Monday, July 22, 2013

Associated Press

JOINT BASE CHARLESTON, S.C.

The audience gasped in surprise and gave a few low whistles as Defense Secretary Chuck Hagel delivered the news that furloughs, which have forced a 20 percent pay cut on most of the military’s civilian workforce, probably will continue next year, and it might get worse.

“Those are the facts of life,” Hagel told about 300 Defense Department employees, most of them middle-aged civilians, last week at an Air Force reception hall on a military base in Charleston.

Future layoffs also are possible for the department’s civilian workforce of more than 800,000 employees, Hagel said, if Congress fails to stem the cuts in the next budget year, which starts Oct. 1.

On the heels of the department’s first furlough day, and in three days of visits with members of the Army, Navy, Air Force and Marine Corps, Hagel played the unenviable role of messenger to a frustrated and fearful workforce coping with the inevitability of a spending squeeze at the end of more than a decade of constant and costly war.

The fiscal crunch also lays bare the politically unpopular, if perhaps necessary, need to bring runaway military costs in line with most of the rest of the American public that has struggled economically for years.

“Everybody’s bracing for the impact,” Army Master Sgt. Trey Corrales said after Hagel spoke with soldiers during a quick stop at Fort Bragg, N.C.

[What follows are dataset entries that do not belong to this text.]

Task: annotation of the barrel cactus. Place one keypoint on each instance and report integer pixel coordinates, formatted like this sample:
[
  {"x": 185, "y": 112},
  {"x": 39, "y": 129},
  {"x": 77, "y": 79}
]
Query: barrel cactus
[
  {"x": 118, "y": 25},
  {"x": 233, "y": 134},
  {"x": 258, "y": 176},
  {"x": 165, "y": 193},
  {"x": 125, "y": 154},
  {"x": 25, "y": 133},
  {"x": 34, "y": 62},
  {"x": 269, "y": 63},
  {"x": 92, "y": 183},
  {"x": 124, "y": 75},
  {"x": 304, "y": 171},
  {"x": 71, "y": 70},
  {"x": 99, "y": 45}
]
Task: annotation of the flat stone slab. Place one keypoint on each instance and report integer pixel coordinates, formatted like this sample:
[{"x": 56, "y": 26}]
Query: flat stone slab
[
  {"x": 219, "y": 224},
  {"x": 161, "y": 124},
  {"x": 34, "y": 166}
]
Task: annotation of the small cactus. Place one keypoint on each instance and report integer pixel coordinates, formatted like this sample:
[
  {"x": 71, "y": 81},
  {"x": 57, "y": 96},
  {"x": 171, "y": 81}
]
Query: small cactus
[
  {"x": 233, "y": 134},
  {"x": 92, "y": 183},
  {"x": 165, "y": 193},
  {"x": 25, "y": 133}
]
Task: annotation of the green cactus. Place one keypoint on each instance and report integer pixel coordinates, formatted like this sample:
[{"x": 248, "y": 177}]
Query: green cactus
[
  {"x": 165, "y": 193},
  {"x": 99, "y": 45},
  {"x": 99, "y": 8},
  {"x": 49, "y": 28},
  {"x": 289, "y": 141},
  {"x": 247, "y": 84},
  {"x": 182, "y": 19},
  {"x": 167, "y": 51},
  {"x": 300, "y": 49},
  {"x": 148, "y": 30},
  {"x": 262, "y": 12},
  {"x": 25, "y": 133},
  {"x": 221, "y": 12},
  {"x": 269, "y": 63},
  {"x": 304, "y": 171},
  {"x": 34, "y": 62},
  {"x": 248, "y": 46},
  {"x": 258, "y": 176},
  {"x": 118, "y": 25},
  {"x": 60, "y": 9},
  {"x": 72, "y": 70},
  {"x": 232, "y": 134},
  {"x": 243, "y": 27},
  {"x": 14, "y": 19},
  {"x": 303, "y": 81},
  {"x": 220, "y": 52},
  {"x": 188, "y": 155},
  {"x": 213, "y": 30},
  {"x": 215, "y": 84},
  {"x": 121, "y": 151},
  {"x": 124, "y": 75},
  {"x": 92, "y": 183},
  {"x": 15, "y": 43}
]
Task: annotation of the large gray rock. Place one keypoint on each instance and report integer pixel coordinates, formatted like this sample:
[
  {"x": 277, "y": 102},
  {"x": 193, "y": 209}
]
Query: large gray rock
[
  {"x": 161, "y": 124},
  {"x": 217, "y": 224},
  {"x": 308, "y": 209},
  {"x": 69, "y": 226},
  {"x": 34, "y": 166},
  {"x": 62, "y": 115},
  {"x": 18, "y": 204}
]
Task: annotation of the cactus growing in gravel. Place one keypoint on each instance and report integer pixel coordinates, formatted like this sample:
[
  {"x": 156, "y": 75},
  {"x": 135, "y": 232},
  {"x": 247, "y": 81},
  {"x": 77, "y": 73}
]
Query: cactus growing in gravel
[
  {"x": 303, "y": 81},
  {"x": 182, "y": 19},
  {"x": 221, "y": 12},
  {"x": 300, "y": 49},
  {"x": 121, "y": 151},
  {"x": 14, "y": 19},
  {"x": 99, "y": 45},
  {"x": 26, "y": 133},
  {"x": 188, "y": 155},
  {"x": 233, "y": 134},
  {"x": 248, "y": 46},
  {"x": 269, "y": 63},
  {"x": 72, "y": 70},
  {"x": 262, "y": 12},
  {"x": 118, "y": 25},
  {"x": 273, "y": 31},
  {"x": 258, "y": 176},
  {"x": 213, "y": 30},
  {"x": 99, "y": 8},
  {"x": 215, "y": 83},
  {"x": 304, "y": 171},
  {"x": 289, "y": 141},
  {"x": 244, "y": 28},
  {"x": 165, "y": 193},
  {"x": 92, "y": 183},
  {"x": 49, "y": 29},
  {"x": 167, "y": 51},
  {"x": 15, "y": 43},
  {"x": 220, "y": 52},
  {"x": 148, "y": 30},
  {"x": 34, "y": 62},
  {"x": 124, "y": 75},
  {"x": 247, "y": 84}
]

Corrales’ wife, a military civilian employee, is among those furloughed, and they have canceled their cable TV and started carpooling to work to save money.

“The effects of the economy have started to hit the military,” Corrales said. “It was late in coming to us.”

The furloughs have hit about 650,000 civilian employees but also have slowed health care and other services for the uniformed military, which has stopped some training missions and faces equipment shortages due to the budget shortfalls. Troops were told this month they no longer will receive extra pay for deployments to 18 former global hot spots no longer considered danger zones.

Troops already are facing force reductions, and the Army alone has announced plans to trim its ranks by 80,000 over the next five years.